Am Abend der Premiere dann zu Hause in den Nachrichten die Bilder von den Zerstörungen und den fliehenden Menschen im Libanon und in der Ukraine. Die Kriege in der Welt, verpackt in Bilder, bleiben nicht draußen, vor unseren Türen. Borcherts Drama aus dem Jahr 1947 über die Folgen des zweiten Weltkriegs lässt in der Regie von Adrian Figueroa und den ausgezeichneten Schauspieler:innen das Aufrüttelnde, das Borchert intendierte, noch einmal eindringlich werden.

Ein Mann kommt nach Deutschland, er kommt aus dem Krieg, er war 1000 Tage in Sibirien, er war drei Jahre weg, kommt zurück, seine Frau hat einen anderen, das kleine Kind ist tot, die Wohnung ist weg, er steht überall draußen, vor der Tür. Das Bild des Schauspielers erscheint auf dem Vorhang, es ist ein im Wasser der Elbe treibender, sich drehender Mensch im Soldatenmantel, der mit einem Anderen redet.

Borchert war 26, als er das Theaterstück in nur wenigen Tagen schrieb, er starb einen Tag vor der Uraufführung 1947 in den Hamburgert Kammerspielen. Mit dem Wirtschaftswachstum der Bundesrepublik, nachdem immer mehr Butter die karge Margarine der Deutschen auf ihren Tischen ersetzte, nahm die Zustimmung zum Drama bei den Kritikern ab. Die Aufarbeitung der Nazizeit und des Krieges war zunächst kein Thema mehr in Deutschland.

Der Krieg ist für uns wieder vor der Tür

Das Machstreben Putins und die Ausdehnung des Kriegs in Nahost lassen das Drama und die dazu nötige Diskussion aktueller denn je werden.

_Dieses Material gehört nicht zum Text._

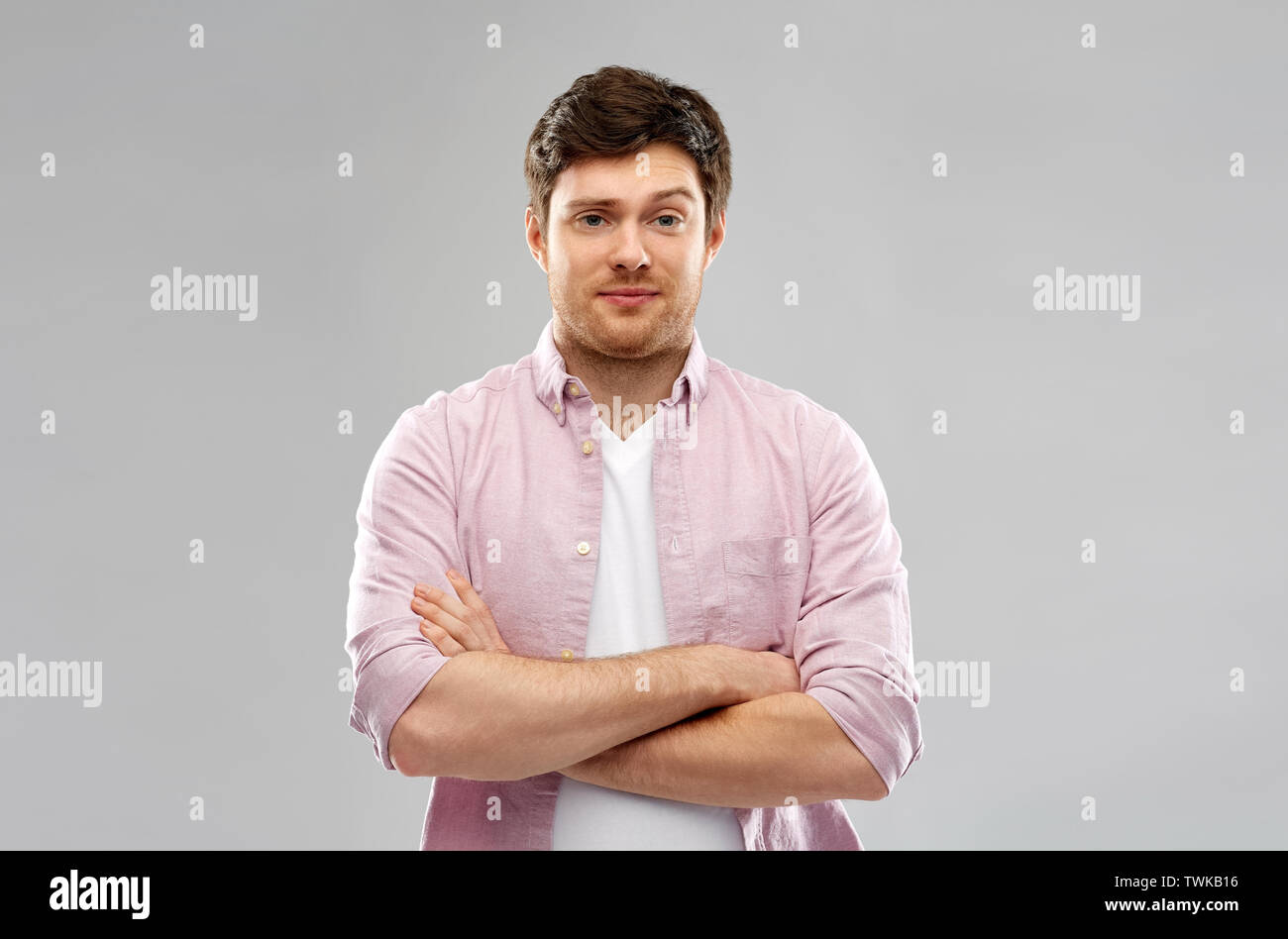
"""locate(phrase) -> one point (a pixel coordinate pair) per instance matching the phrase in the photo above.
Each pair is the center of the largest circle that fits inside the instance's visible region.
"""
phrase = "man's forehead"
(669, 167)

Man hätte Möglichkeiten gehabt, aufzuarbeiten, damals, und auch in den 60ern, siehe Mitscherlichs „Unfähigkeit zu trauern“. Regisseur Figueroa bleibt dankenswert am Originaltext mit wenigen Kürzungen.  Die  Lichtregie (Konstantin Sonneson) macht mit Lichtkegeln und Farben und bläulich abweisenden Stimmungen aus der Bühne wechselnde, begeisternde Bilder. Die schwarzen Bauten  des Bühnenbilds (Irina Schicketanz)  unterstützen die abweisende Atmosphäre des „Draußenseins“.  

Raphael Germann ist als „Beckmann“ so überzeugend und intensiv, dass es weh tut, ebenso Sonja Beißwenger als „Der Andere“.

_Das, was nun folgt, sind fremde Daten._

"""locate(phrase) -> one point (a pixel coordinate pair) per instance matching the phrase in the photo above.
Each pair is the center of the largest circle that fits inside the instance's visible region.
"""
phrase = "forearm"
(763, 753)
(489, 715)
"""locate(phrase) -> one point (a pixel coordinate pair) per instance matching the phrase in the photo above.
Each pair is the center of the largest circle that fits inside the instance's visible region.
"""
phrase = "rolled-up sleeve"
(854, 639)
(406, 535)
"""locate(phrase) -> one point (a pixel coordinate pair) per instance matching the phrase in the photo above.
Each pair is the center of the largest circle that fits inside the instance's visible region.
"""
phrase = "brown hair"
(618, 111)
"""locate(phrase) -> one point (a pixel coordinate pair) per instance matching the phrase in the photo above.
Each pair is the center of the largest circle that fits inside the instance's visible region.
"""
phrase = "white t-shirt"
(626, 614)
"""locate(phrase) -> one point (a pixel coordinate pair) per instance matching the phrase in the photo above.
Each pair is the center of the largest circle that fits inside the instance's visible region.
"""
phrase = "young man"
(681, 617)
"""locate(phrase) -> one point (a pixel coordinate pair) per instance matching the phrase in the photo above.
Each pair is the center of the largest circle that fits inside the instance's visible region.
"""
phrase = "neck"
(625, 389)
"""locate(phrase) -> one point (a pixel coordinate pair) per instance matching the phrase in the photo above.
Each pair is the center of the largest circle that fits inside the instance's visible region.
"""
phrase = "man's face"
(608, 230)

Luzide Darstellung der deutschen Befindlichkeiten

Borcherts luzide Darstellung der deutschen Befindlichkeiten ist auch in diesem Stück mit „Frau Kramer“ (hervorragend schnodderig Claudia Hübbecker) präsent: Der Krieg verroht, stumpft ab. Und Frau Kramer macht deutlich, dass Beckmanns Eltern, besonders der Vater, Nazi-Anhänger war. Und, so Frau Kramer, immer auf die Juden geflucht habe,

„War ja ein bisschen doll, das mit den Juden.“

Die Altnazis sollten raus aus der Wohnung, da hätten sie sich selbst „entnazifiziert“, und, so Frau Kramer:

„von dem Gas hätten wir einen ganzen Monat kochen können.“

Verantwortung einzufordern oder Neustart misslingen

Beckmann hat schon versucht, dem Oberst „die Verantwortung zurück zu geben“, vergeblich, der Oberst (Florian Lange) sitzt am reichlich gedeckten Tisch und löffelt unbeirrt sein Essen.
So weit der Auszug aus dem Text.